Thanks to the work of oceanic gyres, all the plastic waste we throw into the sea (between 4.8 and 12.7 million tons annually) does not float about with an equal distribution. Instead, powerful currents suck it all together, creating what are informally known as ‘the world’s largest rubbish dumps’ – enormous great piles of waste (predominantly plastic) found floating around in the centre of the world’s main oceans.
But how big exactly are these dumps? That was the answer that researchers at The Ocean Cleanup – an enterprise famously founded in 2013 by Boyan Slat when he was just a teenager (see video below) – wished to answer. Their aim is to clean up the ‘Great Pacific Garbage Patch’ – an enormous gyre of waste floating across the North Pacific between Hawaii and California, by ‘designing a network of extremely long floating barriers that will remain stationary in the water, enabling the ocean to concentrate the plastic using its own currents.’
With this in mind, they recently undertook an ‘Aerial Expedition’, a series of low-speed, low-altitude flights across the patch to get a more accurate sense of how large it really is.
‘The reason [we] started the initiative of the Aerial Expedition,’ explains Joost Dubois, a spokesperson for The Ocean Cleanup, ‘is because our experience of the Mega Expedition, where we mainly carried out surface-based surveying of the area [using 30 vessels in August 2015], came to the conclusion that we probably underestimated the presence of large debris. To come to a statistically relevant estimate, we needed to expand the surface area surveyed, which could only be done from a plane.’
Using ‘expert spotters and an experimental array of plastic scanning equipment’ aboard a modified C-130 Hercules aircraft, the survey was capable of registering plastic of 50cm diameter and larger, with over 1,000 items counted during a two-and-a-half-hour flight. The expedition is claimed to be the first-ever reconnaissance flight over the patch. While final results are yet to be published, the survey – which covered an estimated 300 square miles (777km2) – enforced the conclusions formed during the previous ‘Mega Expedition’ that the patch is significantly larger than previously believed. Establishing a firm number for the total mass of plastic trash in the Great Pacific Garbage Patch is essential to the success of this immensely large-scale project, scheduled for full deployment in 2020. It’s a project Dubois describes as ‘the largest cleanup in history’.

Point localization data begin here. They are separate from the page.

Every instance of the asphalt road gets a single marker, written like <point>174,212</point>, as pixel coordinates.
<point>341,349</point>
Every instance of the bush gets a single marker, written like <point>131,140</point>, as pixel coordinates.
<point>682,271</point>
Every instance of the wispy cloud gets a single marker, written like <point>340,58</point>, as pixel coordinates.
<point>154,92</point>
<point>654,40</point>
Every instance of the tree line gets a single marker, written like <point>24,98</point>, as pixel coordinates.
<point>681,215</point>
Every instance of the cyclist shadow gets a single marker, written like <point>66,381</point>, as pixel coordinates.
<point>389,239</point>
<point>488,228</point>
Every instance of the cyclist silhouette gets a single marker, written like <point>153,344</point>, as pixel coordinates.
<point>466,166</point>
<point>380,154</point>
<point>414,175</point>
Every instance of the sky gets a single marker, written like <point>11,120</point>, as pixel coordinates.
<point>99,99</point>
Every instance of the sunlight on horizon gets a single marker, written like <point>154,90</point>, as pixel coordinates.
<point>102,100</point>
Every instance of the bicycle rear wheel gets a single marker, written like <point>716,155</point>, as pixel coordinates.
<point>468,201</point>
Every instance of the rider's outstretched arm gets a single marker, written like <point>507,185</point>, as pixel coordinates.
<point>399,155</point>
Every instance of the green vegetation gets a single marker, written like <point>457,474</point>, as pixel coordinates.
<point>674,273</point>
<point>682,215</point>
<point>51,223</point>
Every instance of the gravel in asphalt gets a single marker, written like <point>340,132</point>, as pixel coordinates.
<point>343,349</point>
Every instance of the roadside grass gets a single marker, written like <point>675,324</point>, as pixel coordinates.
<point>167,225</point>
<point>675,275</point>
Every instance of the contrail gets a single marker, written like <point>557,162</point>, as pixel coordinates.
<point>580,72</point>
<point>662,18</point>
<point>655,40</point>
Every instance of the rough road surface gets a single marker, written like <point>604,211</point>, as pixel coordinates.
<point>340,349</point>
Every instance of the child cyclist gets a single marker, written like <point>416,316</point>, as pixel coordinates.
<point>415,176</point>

‘We do our ocean plastic research – of which the Aerial Expedition is a part – in order to know what we are up against in the cleanup,’ he continues. ‘How much plastic is there, where [it is] and how it is moving through the gyre, at what depths in the water, how big are the parts, and what is the chemical consistence of the materials – all these are very relevant for us to decide on dimension, locations and logistics of the final cleanup.’